Keyun Cheng

Reading Notes: OSDI’25 Stripeless

Title: Stripeless Data Placement for Erasure-Coded In-Memory Storage

Conference (OSDI’25): Link

Journal (): Link

Summary

This paper proposes an erasure-coded distributed in-memory KV-store called Nos that adopts a “stripeless” redundancy scheme to achieve low latency and high throughput compared with the baselines. Although it calls “stripeless” data placement, the underlying idea is to hybrid replication and XOR-based one-parity coding. It adopts a combinatorial data placement strategy called SBIBD to ensure multi-node fault tolerance for primary-backups.

Main Contributions

Hybrids replication and XOR-based one-parity coding for in-memory KV-store.
Implementation of Nos, an in-memory KV-store with the proposed stripeless data placement and achieves low latency and high throughput compared to the STOA baselines.

Problem

For fast in-memory KV-stores, EC operations with stripes brings overheads (in bandwidth and computation).
- Intra-object (each obj will be split to k chunks): I/O fanout; not good for small objects
- Inter-object (ensemble multiple objects to a single stripe): metadata overhead, memory consumptions
  - Static data placement (e.g., hashing): cannot adapt to dynamic workload changes
  - Dynamic data placement: centrally coordinated metadata service will be the performance bottleneck and leads to single-point-of-failure; such scheme also have high metadata overhead for small objs.

Details

Proposed scheme Nos
- Each original chunk only stores in a single primary node.
- There are multiple backup nodes, each of which stores one parity block associated with one primary node.
  - Backup nodes only stores parity chunks.
- Parameters (k, p)
  - k: number of blocks in a fault-tolerant group
  - p: number of tolerable blocks in a fault-tolerant group
- Reliability requirements (called SBIBD): for two different chunks a and b, their parity blocks cannot be replicated to two same backup nodes.
  - Backed by combinatoric theories
  - The number of nodes v and k must satisfy certain conditions.
- Nos is an inter-object static data placement scheme
  - (k,p) configuration: each “stripe” have one original chunk stored in a primary node, and (p+1) parity chunks stored in (p+1) different backup nodes
  - Each primary node chooses (p+1) backup nodes to store its parity chunks, and send the chunk to these nodes.
  - Each node will receive k chunks sent from k specific nodes, defined by the SBIBD design, and encode them to a parity block.
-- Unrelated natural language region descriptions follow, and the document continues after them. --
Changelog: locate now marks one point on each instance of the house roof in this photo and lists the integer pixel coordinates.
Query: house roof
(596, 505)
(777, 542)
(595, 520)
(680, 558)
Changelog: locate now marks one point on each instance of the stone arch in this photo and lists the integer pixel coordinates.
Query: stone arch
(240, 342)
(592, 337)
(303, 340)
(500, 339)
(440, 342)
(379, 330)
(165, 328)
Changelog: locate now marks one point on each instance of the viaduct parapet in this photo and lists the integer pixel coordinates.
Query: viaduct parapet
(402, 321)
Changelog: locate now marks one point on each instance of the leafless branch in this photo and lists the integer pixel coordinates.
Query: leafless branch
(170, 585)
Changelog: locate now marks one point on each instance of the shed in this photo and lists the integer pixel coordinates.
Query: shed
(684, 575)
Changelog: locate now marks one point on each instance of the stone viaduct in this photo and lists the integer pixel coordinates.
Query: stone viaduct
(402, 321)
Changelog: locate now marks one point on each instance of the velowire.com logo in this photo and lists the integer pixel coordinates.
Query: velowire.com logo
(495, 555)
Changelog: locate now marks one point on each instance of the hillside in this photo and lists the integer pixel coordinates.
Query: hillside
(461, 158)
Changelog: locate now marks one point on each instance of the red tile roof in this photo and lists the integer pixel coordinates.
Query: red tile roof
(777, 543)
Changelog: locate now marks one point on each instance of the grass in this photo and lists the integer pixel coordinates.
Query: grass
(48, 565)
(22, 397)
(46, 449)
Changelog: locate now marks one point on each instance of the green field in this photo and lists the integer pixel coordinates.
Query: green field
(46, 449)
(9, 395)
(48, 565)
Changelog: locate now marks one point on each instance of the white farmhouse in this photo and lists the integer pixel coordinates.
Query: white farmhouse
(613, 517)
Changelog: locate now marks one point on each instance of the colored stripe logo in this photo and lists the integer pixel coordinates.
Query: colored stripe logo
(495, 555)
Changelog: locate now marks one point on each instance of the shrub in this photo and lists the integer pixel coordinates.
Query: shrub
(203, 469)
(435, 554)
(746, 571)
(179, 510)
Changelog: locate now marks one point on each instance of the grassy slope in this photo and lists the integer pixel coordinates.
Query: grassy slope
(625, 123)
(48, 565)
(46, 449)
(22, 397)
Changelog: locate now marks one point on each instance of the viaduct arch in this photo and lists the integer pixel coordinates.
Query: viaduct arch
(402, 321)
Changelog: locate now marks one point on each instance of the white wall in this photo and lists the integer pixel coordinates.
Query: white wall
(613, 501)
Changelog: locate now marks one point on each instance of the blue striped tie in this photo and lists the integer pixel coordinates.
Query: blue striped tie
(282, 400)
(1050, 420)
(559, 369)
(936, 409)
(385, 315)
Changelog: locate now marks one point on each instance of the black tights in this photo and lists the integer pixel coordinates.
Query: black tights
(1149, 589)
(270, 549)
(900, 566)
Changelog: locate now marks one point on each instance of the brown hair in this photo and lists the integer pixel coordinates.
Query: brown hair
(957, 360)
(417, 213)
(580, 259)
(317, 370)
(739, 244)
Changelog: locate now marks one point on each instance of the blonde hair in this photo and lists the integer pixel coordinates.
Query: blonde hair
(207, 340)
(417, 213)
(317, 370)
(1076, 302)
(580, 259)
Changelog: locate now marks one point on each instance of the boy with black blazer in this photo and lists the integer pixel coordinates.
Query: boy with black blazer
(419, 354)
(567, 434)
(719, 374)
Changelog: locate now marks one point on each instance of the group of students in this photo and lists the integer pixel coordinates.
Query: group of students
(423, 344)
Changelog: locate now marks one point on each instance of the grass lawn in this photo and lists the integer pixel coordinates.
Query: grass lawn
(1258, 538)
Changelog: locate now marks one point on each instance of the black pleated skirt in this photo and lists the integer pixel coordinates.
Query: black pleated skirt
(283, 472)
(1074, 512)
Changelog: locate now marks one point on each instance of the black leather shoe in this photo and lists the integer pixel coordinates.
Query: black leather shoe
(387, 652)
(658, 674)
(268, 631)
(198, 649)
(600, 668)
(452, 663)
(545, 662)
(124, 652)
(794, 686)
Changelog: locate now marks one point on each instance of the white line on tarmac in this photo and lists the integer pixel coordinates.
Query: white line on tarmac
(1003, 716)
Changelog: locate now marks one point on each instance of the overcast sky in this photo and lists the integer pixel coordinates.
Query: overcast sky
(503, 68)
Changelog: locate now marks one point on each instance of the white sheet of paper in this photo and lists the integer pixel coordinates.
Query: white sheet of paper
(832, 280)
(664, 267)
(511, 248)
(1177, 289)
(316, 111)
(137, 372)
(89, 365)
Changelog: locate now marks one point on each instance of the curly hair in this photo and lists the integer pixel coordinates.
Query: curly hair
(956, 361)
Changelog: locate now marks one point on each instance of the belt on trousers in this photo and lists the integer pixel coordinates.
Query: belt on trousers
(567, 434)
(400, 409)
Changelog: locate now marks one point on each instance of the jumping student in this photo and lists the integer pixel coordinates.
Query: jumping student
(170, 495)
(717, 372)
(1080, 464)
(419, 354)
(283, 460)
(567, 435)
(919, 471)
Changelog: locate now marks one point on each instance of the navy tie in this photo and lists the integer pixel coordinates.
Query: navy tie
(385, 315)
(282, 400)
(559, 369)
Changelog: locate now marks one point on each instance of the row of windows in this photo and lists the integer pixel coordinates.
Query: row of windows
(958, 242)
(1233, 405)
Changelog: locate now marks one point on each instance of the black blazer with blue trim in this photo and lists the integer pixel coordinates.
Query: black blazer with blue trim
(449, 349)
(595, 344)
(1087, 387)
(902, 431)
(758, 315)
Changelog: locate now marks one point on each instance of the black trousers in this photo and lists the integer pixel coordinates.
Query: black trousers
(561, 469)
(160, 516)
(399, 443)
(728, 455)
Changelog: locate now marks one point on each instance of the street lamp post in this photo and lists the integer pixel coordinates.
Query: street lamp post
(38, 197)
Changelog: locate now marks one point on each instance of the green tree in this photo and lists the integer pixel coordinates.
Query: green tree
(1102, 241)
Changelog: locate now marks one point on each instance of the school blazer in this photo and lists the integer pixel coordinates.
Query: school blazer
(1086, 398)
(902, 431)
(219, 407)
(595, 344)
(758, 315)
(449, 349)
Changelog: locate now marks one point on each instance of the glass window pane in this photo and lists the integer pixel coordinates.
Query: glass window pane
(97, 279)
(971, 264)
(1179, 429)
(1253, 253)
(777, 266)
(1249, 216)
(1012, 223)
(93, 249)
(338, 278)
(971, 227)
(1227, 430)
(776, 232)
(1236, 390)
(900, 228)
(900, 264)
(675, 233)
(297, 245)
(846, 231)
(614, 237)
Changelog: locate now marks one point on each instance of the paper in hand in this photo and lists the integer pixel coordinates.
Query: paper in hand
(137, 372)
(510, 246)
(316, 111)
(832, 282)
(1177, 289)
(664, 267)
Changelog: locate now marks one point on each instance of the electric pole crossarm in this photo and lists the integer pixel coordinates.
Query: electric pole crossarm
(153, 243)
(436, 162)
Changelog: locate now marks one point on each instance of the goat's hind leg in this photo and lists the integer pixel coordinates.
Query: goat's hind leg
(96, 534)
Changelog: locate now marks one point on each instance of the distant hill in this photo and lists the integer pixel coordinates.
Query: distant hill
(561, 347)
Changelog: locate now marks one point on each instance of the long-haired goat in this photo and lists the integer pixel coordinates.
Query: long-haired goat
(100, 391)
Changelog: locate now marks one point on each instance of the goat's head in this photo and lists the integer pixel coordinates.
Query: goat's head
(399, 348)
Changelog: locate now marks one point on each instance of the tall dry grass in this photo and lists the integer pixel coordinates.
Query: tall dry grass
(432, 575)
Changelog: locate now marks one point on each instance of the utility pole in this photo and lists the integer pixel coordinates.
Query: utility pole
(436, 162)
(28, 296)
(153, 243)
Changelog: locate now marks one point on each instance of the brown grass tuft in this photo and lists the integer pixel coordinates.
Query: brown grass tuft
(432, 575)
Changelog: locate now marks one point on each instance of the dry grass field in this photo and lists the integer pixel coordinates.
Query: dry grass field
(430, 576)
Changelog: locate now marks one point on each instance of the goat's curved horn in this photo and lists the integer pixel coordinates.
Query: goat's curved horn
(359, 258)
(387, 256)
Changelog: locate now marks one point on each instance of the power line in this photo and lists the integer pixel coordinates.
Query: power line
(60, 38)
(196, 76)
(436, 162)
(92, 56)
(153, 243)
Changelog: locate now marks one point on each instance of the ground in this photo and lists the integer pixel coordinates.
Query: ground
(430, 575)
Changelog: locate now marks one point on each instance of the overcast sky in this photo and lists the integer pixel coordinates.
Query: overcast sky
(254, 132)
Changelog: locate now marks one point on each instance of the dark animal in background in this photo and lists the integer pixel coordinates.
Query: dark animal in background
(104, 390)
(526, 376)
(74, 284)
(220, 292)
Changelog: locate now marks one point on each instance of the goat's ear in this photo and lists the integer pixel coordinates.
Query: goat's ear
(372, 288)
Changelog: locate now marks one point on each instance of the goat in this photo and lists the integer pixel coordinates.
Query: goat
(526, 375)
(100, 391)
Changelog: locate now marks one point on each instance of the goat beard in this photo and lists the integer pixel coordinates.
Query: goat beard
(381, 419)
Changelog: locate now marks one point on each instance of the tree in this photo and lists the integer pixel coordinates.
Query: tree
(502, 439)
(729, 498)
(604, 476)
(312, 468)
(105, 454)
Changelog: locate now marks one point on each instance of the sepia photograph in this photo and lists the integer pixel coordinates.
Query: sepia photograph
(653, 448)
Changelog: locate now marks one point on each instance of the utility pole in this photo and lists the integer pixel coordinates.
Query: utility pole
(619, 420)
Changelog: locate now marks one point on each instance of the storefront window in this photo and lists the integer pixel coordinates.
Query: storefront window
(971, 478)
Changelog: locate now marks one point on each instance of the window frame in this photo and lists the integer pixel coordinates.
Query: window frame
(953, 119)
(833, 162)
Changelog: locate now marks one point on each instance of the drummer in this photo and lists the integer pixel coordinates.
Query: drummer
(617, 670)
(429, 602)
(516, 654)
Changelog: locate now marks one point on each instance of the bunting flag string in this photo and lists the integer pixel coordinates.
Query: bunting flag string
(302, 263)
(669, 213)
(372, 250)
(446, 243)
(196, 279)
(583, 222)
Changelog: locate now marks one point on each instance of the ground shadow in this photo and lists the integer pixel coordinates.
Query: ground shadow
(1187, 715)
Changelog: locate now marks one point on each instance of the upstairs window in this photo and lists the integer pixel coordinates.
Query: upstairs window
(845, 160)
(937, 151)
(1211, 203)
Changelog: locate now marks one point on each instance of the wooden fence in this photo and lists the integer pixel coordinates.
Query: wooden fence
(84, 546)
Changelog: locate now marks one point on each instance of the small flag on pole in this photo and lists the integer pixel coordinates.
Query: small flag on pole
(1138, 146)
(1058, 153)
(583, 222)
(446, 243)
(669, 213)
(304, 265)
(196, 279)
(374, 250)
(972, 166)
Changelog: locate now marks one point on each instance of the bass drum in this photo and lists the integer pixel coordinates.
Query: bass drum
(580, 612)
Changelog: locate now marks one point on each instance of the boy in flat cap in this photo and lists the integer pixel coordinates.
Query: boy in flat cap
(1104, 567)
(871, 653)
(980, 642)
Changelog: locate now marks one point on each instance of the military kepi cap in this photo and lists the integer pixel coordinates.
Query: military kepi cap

So these k
    - 1 blocks all together form a fault-tolerant group.
  - These blocks will be XORed together to form a parity block.
  - The same parity blocks will be computed independently and stored in the specific k nodes.
  - Upon block failure, the node need to reconstruct the lost chunk by contacting a set of nodes (at least k; or more if multi-block failures occurs)
    - Single block recovery on multi-node failures can be indirect (e.g., needs to repair some intermediate blocks first).
Implementation
- in-memory KV store with RDMA
- Delta-based versioning
  - Parity updates are also versioning-based

Strength

The idea of hybrid replication and EC is not new, but the design of XOR-based one-parity and distributed parity computation and the data placement is new and novel.
- I like the way of hybriding (this may due to my lack of knowledge of in-memory EC baselines).
Limited memory overhead (actually) compared with replication and EC-only schemes.
Close-to-replication latency and throughputs for in-memory operations for YCSB workloads.

Weakness

Limited parameter settings for short k for erasure coding. Thus it has higher memory overhead than EC-only schemes
This is still a static and one-size-fits all data placement, and cannot be adapted to dynamic workloads.
Requires fast RDMA access (where the bandwidth is still the bottleneck)
I expect to see the amortized costs (in blocks) of reconstructing any lost chunk for different values of k and p (although this may not be necessary for OSDI).
It’s necessary to provide the reliability analysis of different values of k and p between different schemes.
It says split scheme has high I/O fanout and put significant overhead on the network. This may not be true, and high I/O fanout may be good for parallelization.
The english writing is bad.